Soldiers don't weep on the battlefield.

And I was at war.

Chapter 6

I waited three days.

I waited until the fog of the pain meds lifted just enough for me to manage the crutches without falling.

I waited until Ethan left for a sit-down with the Russians.

Once the house was silent, I pulled a burner phone from the lining of my purse.

Ethan had searched my bag, of course, but he hadn't checked the lining.

He underestimated me.

He thought I was just a socialite who knew how to host galas and smile for the cameras.

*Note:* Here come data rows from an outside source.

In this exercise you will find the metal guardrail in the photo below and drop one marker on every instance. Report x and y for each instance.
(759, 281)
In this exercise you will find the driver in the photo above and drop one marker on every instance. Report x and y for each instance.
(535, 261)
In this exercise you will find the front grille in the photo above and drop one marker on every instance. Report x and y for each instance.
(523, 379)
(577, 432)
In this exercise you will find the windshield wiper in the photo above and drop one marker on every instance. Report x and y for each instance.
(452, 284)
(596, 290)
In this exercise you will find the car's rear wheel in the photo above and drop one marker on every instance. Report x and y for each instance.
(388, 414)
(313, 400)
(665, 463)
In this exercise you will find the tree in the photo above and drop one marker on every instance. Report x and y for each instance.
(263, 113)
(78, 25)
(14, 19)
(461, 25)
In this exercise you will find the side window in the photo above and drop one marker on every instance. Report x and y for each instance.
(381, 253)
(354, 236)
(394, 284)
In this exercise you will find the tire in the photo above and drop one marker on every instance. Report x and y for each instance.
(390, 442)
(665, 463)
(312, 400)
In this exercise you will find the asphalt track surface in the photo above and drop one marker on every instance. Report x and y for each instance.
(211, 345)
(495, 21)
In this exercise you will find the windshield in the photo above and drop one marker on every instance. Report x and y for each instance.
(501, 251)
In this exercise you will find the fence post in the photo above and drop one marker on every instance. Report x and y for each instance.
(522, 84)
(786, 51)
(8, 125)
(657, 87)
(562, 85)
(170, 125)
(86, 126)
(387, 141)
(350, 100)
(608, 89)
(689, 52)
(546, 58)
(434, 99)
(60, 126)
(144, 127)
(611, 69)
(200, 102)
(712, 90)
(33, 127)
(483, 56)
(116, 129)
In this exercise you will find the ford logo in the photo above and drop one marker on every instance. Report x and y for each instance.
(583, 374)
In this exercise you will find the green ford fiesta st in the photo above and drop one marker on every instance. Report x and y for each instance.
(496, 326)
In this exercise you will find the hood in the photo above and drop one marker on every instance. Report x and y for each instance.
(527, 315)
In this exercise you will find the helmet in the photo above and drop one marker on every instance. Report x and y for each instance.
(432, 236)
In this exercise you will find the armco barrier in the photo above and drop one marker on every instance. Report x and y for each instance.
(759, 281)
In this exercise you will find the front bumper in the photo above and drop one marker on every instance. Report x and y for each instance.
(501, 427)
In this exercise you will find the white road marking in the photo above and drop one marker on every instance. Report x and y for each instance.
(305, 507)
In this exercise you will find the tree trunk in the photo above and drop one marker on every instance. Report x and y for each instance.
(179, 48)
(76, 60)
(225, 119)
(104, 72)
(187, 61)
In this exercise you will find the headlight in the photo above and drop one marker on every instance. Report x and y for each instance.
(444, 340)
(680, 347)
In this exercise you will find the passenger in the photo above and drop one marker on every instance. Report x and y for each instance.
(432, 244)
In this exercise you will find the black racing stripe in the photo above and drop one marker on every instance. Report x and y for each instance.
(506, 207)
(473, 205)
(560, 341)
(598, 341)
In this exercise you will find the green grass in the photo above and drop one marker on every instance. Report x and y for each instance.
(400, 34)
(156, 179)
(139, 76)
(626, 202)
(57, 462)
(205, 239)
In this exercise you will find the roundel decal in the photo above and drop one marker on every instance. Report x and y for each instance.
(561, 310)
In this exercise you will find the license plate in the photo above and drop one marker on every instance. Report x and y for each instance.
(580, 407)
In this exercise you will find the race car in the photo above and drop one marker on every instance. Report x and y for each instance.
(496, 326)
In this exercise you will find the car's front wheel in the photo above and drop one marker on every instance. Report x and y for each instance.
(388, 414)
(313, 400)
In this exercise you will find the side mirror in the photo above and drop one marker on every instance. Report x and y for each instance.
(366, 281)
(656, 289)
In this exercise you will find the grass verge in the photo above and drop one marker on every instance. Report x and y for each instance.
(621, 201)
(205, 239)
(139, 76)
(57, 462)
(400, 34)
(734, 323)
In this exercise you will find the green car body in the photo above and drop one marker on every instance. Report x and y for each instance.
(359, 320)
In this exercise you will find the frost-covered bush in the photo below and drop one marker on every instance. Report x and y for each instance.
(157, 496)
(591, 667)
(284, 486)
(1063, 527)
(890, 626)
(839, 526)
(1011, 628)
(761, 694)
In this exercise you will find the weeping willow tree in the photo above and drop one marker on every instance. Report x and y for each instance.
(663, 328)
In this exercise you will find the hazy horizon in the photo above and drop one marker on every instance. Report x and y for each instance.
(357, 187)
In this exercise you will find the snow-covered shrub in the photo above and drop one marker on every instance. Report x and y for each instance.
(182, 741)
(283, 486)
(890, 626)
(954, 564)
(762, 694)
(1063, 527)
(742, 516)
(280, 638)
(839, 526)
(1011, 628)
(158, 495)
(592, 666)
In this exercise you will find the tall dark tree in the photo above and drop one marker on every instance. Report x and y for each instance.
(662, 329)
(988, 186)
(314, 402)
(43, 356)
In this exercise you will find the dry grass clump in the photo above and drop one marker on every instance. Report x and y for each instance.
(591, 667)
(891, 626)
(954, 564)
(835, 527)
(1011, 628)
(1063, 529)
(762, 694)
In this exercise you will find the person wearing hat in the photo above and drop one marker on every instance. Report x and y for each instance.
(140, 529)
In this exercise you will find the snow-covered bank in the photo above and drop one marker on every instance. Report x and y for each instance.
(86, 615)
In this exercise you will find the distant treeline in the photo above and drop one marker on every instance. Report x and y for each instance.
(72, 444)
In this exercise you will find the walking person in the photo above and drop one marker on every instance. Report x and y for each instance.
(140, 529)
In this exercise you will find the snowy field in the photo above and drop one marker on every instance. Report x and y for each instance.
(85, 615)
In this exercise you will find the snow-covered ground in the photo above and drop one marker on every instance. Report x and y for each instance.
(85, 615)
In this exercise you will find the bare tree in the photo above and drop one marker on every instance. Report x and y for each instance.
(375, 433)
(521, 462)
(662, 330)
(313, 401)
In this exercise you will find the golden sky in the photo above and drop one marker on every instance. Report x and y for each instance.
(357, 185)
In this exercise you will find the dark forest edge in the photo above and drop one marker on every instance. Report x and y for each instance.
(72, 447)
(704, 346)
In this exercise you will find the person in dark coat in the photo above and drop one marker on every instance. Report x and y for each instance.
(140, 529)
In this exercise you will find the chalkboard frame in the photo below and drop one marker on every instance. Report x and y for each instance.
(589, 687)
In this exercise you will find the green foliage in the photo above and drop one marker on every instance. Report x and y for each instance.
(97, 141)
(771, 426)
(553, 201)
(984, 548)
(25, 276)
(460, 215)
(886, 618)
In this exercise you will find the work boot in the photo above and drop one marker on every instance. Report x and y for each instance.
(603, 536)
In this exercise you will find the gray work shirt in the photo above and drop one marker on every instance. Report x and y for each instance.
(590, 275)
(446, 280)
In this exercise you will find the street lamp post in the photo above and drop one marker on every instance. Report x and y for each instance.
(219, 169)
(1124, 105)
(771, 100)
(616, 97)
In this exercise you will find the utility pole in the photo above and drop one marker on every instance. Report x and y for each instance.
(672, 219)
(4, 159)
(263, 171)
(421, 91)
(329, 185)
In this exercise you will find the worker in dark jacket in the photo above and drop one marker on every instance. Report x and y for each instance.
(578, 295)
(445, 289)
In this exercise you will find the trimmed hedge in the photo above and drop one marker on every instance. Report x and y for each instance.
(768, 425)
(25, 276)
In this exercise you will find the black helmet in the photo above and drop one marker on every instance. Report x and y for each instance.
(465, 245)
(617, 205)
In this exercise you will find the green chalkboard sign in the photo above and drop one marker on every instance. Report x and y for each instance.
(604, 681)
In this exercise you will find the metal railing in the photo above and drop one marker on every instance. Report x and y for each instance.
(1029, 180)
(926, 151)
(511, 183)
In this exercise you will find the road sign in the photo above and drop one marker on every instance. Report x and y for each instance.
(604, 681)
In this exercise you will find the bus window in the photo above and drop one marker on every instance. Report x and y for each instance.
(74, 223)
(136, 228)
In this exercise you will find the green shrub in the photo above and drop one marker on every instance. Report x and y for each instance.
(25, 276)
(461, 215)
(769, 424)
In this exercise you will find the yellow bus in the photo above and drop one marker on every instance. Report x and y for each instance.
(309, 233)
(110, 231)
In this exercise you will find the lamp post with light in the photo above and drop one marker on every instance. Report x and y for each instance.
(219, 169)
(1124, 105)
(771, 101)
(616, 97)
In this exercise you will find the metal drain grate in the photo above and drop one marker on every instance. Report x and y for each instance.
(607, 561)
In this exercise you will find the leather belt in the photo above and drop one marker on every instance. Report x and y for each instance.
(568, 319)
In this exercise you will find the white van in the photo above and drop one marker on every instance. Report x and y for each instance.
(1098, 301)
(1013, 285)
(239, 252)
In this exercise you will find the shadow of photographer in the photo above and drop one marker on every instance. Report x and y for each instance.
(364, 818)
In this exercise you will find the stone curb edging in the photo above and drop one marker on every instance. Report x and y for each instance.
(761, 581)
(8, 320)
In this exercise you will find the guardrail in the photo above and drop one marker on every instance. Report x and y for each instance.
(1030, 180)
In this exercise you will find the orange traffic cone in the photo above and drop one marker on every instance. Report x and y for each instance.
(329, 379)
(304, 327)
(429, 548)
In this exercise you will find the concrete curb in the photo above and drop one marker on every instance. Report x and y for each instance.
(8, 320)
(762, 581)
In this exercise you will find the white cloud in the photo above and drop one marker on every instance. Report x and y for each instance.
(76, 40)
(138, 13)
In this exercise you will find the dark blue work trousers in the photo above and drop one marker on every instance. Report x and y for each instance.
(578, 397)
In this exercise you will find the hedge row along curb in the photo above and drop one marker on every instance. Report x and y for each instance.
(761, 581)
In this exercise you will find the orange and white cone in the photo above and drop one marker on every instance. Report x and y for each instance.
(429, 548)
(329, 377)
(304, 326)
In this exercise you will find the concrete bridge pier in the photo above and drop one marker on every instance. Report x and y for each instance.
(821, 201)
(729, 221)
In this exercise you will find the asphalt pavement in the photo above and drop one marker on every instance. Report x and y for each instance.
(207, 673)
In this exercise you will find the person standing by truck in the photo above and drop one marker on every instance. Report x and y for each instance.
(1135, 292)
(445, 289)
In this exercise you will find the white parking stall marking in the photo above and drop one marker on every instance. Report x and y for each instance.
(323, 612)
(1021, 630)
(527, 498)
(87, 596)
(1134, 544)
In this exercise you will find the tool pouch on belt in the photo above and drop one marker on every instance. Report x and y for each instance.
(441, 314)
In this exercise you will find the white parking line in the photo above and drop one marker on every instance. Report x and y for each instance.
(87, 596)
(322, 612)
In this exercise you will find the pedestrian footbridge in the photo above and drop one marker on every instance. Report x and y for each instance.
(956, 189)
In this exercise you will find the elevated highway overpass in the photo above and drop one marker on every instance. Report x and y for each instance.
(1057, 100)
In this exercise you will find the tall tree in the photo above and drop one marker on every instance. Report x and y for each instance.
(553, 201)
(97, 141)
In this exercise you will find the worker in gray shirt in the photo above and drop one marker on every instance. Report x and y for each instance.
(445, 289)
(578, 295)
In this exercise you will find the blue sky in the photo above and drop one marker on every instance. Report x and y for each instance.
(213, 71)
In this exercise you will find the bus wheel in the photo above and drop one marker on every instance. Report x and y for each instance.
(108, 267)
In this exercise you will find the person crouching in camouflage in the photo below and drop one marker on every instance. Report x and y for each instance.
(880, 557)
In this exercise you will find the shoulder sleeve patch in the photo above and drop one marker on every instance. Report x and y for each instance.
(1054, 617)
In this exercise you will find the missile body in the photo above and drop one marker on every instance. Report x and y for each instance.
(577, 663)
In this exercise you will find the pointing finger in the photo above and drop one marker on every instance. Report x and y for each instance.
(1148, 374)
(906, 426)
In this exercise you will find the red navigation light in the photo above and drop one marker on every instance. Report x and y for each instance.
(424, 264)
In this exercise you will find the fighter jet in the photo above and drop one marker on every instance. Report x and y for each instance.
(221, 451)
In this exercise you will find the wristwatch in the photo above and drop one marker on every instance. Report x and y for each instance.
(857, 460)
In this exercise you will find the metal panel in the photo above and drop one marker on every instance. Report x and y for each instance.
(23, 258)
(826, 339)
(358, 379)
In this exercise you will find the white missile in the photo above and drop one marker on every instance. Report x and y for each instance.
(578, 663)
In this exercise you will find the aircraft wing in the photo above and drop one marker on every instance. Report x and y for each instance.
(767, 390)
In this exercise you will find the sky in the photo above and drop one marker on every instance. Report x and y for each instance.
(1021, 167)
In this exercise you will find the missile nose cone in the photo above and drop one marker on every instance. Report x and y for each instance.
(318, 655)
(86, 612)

He forgot my father was a Capo.

I knew the life. I knew the tradecraft.

I dialed a number I had memorized ten years ago.

It rang twice.

"I need a cleaning," I said.

The voice on the other end was distorted, mechanical.

"Color?"

"Red," I said. "Total erasure."

"Location?"

"The Estate. Service entrance. Midnight."

Click.

I hung up and crushed the phone under the heel of my good shoe.

I didn't pack a bag.

Bags were heavy.

Bags implied you were going somewhere specific.

Bags were evidence.

I was going nowhere.

I was becoming a ghost.

I limped to the safe in the closet and took the cash I had been skimming from the household accounts for years.

Just in case.

Suddenly, I heard the front gate open.

Tires crunched on the gravel.

My heart hammered against my broken ribs, a painful, erratic rhythm.

Ethan was back early.

I shoved the cash into my bra and scrambled back to the bed.

I sat on the edge, feigning sleep, forcing my breathing to slow.

The door opened.

Ethan walked in.

He wore his exhaustion like a heavy coat.

There were dark circles bruising the skin under his eyes.

He smelled of cigar smoke and whiskey.

"Rory?" he whispered.

I didn't move.

He sat on the edge of the bed.

The mattress dipped under his weight.

"I'm sorry," he said to the air.

It was a whisper, barely audible.

"I know it's hard. I know she's difficult. But I promise, after the Gala next week, I'm sending her to a facility in Switzerland. Just hold on a little longer."

Lies.

He had promised Switzerland last year.

And the year before.

Then, his phone buzzed.

He sighed and pulled it out.

"Ilene?"

His posture stiffened instantly.

"What? Slow down. What pills?"

He stood up, panic flooding his voice.

"I'm coming. Don't close your eyes. I'm five minutes away."

He hung up.

He looked at me.

He hesitated.

For a second, I thought he might stay.

I thought he might realize that his wife was broken in his bed, plotting her escape.

But the hook was too deep.

He turned and ran out of the room.

I heard his footsteps fade down the hall.

I heard the front door slam.

I heard the engine roar to life.

I opened my eyes.

The room was dark.

He had left the gate open.

He was so desperate to save her, he forgot to lock me in.

This was it.

I stood up.

I grabbed my crutches.

I didn't look back at the room where we had conceived a child I lost.

I didn't look back at the life I was leaving.

I walked out into the night.

The service gate was gaping open.

A black sedan idled in the shadows.

No lights.

I opened the back door and slid inside.

"Drive," I told the driver.

"Where to?" he asked.

"Hell," I said, staring out at the darkness. "Just get me out of this one."